33 1/3: Pink Moon
LibrosAmanda Petrusich

33 1/3: Pink Moon

3 / 10
Luis J. Menéndez — 04-07-2013
Empresa — Libros Crudos

En el año 2000 la casa Volkswagen sorprendió a medio mundo con una campaña publicitaria para TV en la que sonaba “Pink Moon” de Nick Drake. A decir verdad no estoy del todo seguro si aquel comercial llegó a pasarse por la TV española, aunque me parece tener un lejano recuerdo del mismo. Lo que está claro es que en nuestro país el anuncio en cuestión, que presentaba al potencial comprador de un Volkswagen como ese romántico empedernido que disfruta de la luz de la luna tanto como de la música de Drake, no tuvo la influencia decisiva en la popularización del cantautor británico que parece ser sí que ejerció en los EEUU. Bienvenidos al nuevo siglo, ese tiempo en el que el testamento musical de un genio sumido en la desesperación se utiliza alegremente para vender automóviles. Aún podría haber sido peor: lo raro es que a algún creativo aún no se le haya ocurrido elegir canción de Nick Drake para promocionar un seguro de vida…

Igualmente Amanda Petrusich -una de las reputadas firmas del sitio web Pitchforkmedia- y este libro perteneciente a la colección 33 1/3 son también hijos de su tiempo. A la Petrusich se la presupone rondando la treintena si hilamos la historia con la que arranca el libro en la que cuenta cómo se desarrolló a lo largo del tiempo su relación con “Pink Moon”: el disco fue su escucha favorita de camino a la Universidad durante un tiempo.
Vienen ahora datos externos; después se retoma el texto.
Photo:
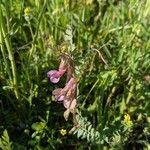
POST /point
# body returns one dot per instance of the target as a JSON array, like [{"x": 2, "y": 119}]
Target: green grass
[{"x": 111, "y": 57}]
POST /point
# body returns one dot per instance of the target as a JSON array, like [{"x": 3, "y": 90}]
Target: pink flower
[
  {"x": 55, "y": 75},
  {"x": 67, "y": 94}
]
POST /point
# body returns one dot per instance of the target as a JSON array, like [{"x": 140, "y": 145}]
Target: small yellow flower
[
  {"x": 27, "y": 10},
  {"x": 63, "y": 132},
  {"x": 127, "y": 120}
]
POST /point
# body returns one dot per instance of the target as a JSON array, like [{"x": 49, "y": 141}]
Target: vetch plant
[{"x": 66, "y": 95}]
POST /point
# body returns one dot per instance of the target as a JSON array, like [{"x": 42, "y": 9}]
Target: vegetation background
[{"x": 109, "y": 41}]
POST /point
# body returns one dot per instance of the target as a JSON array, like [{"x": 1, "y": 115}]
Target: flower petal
[
  {"x": 70, "y": 104},
  {"x": 54, "y": 76}
]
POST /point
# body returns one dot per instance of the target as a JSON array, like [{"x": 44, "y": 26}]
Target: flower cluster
[
  {"x": 66, "y": 95},
  {"x": 127, "y": 120}
]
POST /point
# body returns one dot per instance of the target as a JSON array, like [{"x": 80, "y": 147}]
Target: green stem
[
  {"x": 3, "y": 50},
  {"x": 10, "y": 52}
]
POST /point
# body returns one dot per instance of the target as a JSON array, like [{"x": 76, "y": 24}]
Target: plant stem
[{"x": 10, "y": 52}]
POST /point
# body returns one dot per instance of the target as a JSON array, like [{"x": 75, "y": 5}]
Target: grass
[{"x": 110, "y": 46}]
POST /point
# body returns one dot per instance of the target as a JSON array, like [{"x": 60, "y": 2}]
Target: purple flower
[
  {"x": 67, "y": 94},
  {"x": 55, "y": 75}
]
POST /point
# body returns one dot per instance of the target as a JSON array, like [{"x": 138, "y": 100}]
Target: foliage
[{"x": 109, "y": 44}]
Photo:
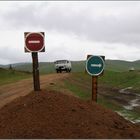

Lo insustancial de la anécdota dice sin embargo mucho sobre la forma en que “consumimos” música en 2013, sus efectos sobre nuestras vidas (bastante limitado, la verdad) y también del modo en que la periodista neoyorquina desarrolla este pequeño librillo de apenas cien páginas. Puede que no haya tirado de Wikipedia… pero casi.

En España hemos tenido la suerte de ver publicados en los últimos años dos notables biografías sobre Drake: “Pink Moon” del poeta danés Gorm Henrik Rasmussen data de 1986 y fue uno de los primeros estudios serios que se hicieron sobre el músico británico, escrito desde la más profunda admiración; mientras que “En busca de Nick Drake” del periodista de la BBC Trevor Dann es posiblemente la más completa revisión de su vida obra y, sí, milagros. También ha sido publicado en España el recomendabilísimo “Blancas bicicletas”, memorias del hombre más importante en la breve carrera del músico británico, Joe Boyd, que dedica casi la mitad del libro a la figura de Drake. Petrusich picotea de estas lecturas para completar una fugaz biografía que lejos de ahondar en las circunstancias que rodearon a la grabación de “Pink Moon” se recrea en los tópicos de siempre: la depresión, el músico abandonado y el maldito malditismo.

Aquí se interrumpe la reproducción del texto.